Project A (1983)

Directed by
A Hong Kong cinema landmark
Reviewed by Simon on 2022-12-08

I think that by 1982 Jackie Chan and Sammo Hung realised they had taken the traditional kung fu film as far as it could go, with The Young Master and The Prodigal Son respectively, and were looking for ways to make use of their particular talents to impress audiences anew.

In Jackie's case the answer was using what must have been an uncommonly large budget for Golden Harvest to explore a relatively untapped period of Hong Kong's history, for a rowdy mix of action and comedy with a greater focus on stunts and brawling than conventional kung fu.
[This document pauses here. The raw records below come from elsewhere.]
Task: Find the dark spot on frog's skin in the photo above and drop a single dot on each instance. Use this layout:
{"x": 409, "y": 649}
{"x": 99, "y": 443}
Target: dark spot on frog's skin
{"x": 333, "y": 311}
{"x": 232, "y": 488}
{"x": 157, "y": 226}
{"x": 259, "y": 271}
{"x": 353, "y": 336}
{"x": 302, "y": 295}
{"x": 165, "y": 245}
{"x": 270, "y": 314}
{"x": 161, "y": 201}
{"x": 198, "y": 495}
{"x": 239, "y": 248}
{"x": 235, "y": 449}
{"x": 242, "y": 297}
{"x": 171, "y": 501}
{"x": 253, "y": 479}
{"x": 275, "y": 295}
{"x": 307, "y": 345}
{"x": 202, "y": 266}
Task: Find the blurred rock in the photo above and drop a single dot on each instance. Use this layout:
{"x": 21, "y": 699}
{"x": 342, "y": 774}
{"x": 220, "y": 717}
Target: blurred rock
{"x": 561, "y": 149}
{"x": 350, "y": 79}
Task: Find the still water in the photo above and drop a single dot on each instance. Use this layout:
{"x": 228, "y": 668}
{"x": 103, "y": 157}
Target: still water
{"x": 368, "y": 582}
The result was definitely a step forward for Hong Kong cinema, one that cemented Jackie Chan's claim to be its preeminent star. It seems like no expense was spared to make PROJECT A as polished a showcase of his skill and charisma as he could deliver.

Sammo Hung backs him up, repaying the favour of Jackie's appearance in WINNERS & SINNERS (or possibly vice versa), and with Yuen Biao appearing in both The Three Brothers were born. It's testament to how naturally the three of them play off each other that they're still remembered as such despite only appearing in the same film a handful of times.

A vague story about pirates ties the skits, brawls and set-pieces together but isn't really the main focus of the film - though I guess nobody told Dick Wei that, as he gives 100% to his role as pirate chief Lo San Po. The story is coherent, not always a given in Hong Kong films, but it's paper thin. It does provide Jackie with an opportunity to deliver a surprisingly impassioned speech about corruption and giving the people of Hong Kong the respect and dignity they deserve though.

Mostly it's a light-hearted caper though, with Jackie paying homage to the physical comedy of the silent era whilst also setting forth a vision for the future of Hong Kong action cinema. Quite an achievement.